Any business that has employees needs to have properly implemented employment practices to minimize the risk of litigation arising from your hiring and management activities. The federal Equal Employment Opportunity Commission (EEOC) is continuing an aggressive policy of ligation against employers they view as engaging in any form of workplace harassment and private suits by employees remain a constant risk.
For North Dakota employers, the risk is somewhat lower than in states that provide additional regulations governing anti-discrimination and fair employment practice lawsuits at the state level.
Nonetheless, North Dakota employers need to be aware of the areas of focus from the EEOC and work to ensure that they comply with the relevant regulations.
It may seem unnecessarily costly to bring an attorney in to review your hiring procedures, employment policies, handbooks, manuals and examine your disciplinary process when you are not facing litigation.
However, it is far less expensive than the cost of much employment litigation, which could carry significant settlement costs and possible penalties for a labor law violation.
Having a process to deal with employee requests for reasonable accommodation under the Americans with Disabilities Act, can save time and ensure that employees feel they are being treated fairly and that decisions are not arbitrary and capricious.
Another area of concern is independent contractor relationships.
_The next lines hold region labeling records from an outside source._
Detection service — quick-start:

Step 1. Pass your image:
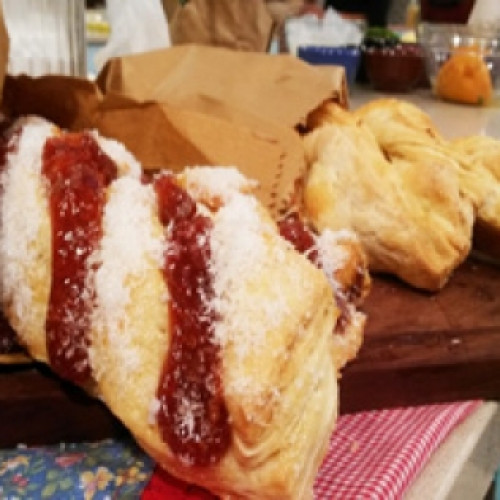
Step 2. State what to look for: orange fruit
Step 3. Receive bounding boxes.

[436,47,493,105]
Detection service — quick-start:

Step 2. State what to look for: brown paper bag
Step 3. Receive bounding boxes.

[165,0,274,52]
[4,45,346,215]
[97,45,348,127]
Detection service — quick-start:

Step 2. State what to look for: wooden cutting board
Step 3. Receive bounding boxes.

[0,259,500,447]
[340,258,500,412]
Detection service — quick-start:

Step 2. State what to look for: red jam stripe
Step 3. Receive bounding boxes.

[42,133,117,383]
[0,120,24,354]
[278,212,351,334]
[155,175,231,466]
If you use independent contractors, check with an attorney to ensure that they are genuine contractors and not misclassified employees. The Department of Labor is making an aggressive move to enforce the Fair Labor Standards Act and a violation could become very expensive.
You could be penalized by the DOL and required to pay overtime and payroll taxes, in addition to the IRS penalties for that delinquency.
Discussing these issues with your attorney and having an annual review of your policies and process can save you a great deal of time and money.